The Food And Drug Administration’s inquiry into Lasik eye surgery has lasted over a decade, reported the New York Times. The agency is preparing to release a lengthy document that highlights the risks that some surgeons neglect to go over with patients.
Lasik eye surgery is essentially the practice of reshaping an individual’s cornea to improve their eyesight, and the FDA’s document would essentially legally require medical professionals to go over every potential outcome that could result from that re-shaping. For instance, those who suffer from diabetes would be required to be told that they are at an exponentially increased risk of suffering long-term complications in comparison to a person who doesn’t suffer from diabetes.
Paula Cofer, an individual who suffered permanently damaging effects from Lasik surgery, told the Times that she has been waiting for the FDA to implement something like this since she originally testified to the agency back in 2008. Cofer believes the FDA’s new warnings will encourage more people to listen and think carefully before deciding to undergo the procedure. “Right now, even if patients do research on the internet and see warnings, they think it’s just one or two unhappy people. Now they see it’s the F.D.A. saying this,” said Cofer.
Needless to say, eye surgeons are not exactly thrilled by what the FDA is trying to require with its new disclosure. Speculatively, it’s easy to see why. Lasik eye surgery is not typically covered by insurance and it’s not a cheap procedure, either. Still, about 500,000 people in the United States undergo it each year.
Conclusively, this means that eye surgeons make a lot of money from doing this procedure. The FDA’s new warning could potentially deter people from getting Lasik eye surgery done who otherwise would have. If that happens those surgeons would then lose money.
Dr.
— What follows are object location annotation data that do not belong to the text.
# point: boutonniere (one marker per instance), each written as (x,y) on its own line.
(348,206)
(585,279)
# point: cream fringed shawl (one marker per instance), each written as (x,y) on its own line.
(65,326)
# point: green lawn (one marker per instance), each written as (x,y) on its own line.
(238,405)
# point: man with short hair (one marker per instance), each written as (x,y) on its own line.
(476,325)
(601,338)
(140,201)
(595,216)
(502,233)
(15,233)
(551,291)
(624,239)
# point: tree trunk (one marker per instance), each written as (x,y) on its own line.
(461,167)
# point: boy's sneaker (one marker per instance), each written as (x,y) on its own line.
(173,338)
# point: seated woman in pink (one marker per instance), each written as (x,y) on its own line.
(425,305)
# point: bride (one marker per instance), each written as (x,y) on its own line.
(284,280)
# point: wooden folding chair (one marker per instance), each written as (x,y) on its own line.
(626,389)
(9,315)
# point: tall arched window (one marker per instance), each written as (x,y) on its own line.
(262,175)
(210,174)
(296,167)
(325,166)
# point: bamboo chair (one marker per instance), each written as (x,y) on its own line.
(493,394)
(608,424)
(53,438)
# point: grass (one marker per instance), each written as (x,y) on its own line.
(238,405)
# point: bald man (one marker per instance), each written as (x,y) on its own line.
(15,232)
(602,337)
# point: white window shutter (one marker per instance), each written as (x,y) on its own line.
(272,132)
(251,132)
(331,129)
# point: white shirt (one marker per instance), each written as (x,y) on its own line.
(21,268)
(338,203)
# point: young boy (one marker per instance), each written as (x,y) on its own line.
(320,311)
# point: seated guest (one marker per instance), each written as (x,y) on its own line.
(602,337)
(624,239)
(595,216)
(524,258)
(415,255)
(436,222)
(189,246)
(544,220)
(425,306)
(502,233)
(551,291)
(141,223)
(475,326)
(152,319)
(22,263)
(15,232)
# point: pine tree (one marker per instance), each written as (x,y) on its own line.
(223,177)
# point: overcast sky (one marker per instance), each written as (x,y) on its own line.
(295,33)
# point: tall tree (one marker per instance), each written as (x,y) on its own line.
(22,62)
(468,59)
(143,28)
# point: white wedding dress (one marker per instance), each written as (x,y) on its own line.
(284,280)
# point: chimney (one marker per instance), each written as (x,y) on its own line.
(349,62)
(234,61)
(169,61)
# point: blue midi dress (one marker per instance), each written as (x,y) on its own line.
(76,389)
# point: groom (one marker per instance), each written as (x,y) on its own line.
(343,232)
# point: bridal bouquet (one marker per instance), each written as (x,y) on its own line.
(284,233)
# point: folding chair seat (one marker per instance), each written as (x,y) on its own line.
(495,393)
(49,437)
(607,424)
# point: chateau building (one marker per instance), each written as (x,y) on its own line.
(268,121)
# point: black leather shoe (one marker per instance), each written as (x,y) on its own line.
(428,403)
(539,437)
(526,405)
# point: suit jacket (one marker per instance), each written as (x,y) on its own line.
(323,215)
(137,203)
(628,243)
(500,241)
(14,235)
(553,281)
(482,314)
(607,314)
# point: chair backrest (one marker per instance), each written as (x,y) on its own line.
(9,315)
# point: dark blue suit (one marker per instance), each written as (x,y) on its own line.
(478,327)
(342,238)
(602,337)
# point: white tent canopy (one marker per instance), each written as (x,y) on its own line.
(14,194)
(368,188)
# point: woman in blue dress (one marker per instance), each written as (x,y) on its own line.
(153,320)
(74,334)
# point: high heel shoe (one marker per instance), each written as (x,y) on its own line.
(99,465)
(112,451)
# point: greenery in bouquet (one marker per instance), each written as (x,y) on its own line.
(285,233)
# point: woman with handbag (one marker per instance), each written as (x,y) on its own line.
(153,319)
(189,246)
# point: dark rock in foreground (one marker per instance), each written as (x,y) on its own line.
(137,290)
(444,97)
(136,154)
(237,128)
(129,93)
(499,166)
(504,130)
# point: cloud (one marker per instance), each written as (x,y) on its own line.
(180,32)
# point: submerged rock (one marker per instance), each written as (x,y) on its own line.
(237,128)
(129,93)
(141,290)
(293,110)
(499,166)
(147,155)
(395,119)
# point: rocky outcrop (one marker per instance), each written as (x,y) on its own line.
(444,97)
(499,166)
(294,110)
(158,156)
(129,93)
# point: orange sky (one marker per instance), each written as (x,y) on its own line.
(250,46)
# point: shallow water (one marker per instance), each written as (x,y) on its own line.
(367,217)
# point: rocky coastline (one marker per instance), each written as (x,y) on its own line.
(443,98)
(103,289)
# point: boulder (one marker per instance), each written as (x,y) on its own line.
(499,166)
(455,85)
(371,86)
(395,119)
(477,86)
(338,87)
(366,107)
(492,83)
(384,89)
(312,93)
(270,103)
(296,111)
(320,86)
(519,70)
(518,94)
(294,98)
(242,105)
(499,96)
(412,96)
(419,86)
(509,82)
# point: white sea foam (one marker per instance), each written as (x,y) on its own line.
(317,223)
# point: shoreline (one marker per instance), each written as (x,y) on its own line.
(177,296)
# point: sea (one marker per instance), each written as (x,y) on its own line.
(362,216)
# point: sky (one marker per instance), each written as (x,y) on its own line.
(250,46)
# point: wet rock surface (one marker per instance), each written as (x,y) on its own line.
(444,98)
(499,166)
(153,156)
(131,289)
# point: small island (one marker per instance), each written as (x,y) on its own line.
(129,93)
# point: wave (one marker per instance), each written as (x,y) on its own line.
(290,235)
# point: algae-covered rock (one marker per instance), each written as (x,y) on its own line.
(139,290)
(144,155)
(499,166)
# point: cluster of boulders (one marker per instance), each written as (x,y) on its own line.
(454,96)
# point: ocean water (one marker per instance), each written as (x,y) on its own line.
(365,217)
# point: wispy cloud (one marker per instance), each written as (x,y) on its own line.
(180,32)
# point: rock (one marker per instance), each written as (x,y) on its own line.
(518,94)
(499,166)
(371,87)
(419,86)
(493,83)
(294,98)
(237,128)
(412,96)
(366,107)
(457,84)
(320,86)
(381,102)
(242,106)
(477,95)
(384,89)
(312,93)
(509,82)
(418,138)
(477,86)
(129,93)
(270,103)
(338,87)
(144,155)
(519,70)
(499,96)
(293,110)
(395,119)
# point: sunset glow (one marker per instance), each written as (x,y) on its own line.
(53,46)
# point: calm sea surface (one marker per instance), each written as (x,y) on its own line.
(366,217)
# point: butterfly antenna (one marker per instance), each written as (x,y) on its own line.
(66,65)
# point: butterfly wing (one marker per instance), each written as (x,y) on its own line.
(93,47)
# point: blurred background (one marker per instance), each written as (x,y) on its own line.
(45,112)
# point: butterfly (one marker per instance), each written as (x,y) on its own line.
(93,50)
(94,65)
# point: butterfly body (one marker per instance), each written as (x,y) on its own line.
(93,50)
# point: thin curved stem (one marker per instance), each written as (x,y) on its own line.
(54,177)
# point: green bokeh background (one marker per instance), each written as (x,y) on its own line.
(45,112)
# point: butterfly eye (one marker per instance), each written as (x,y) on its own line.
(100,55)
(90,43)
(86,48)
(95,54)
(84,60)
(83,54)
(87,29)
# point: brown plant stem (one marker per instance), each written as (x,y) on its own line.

Vance Thompson, who will soon take over the role as vice president of the American Society of Cataract and Refractive Surgery, voiced his particular concern over individuals being scared off by the FDA’s new disclosure. He cited that his concerns were mostly due to the fact that the agency failed to point out any of the positive outcomes and focused solely on the negative. “This document mainly emphasizes the dangers and complications of Lasik, with no mention of the advantages, and the tone is negative enough that it will scare patients,” Thompson emphasized to the New York Times.
Overall, undergoing Lasik eye surgery is a decision that is ultimately up to the individual. And as with any medical procedure, it is especially important to inform oneself as best as possible before deciding to have it done. At the very least, the FDA’s document will serve to provide the public with the facts they need to make an informed decision that’s best for them.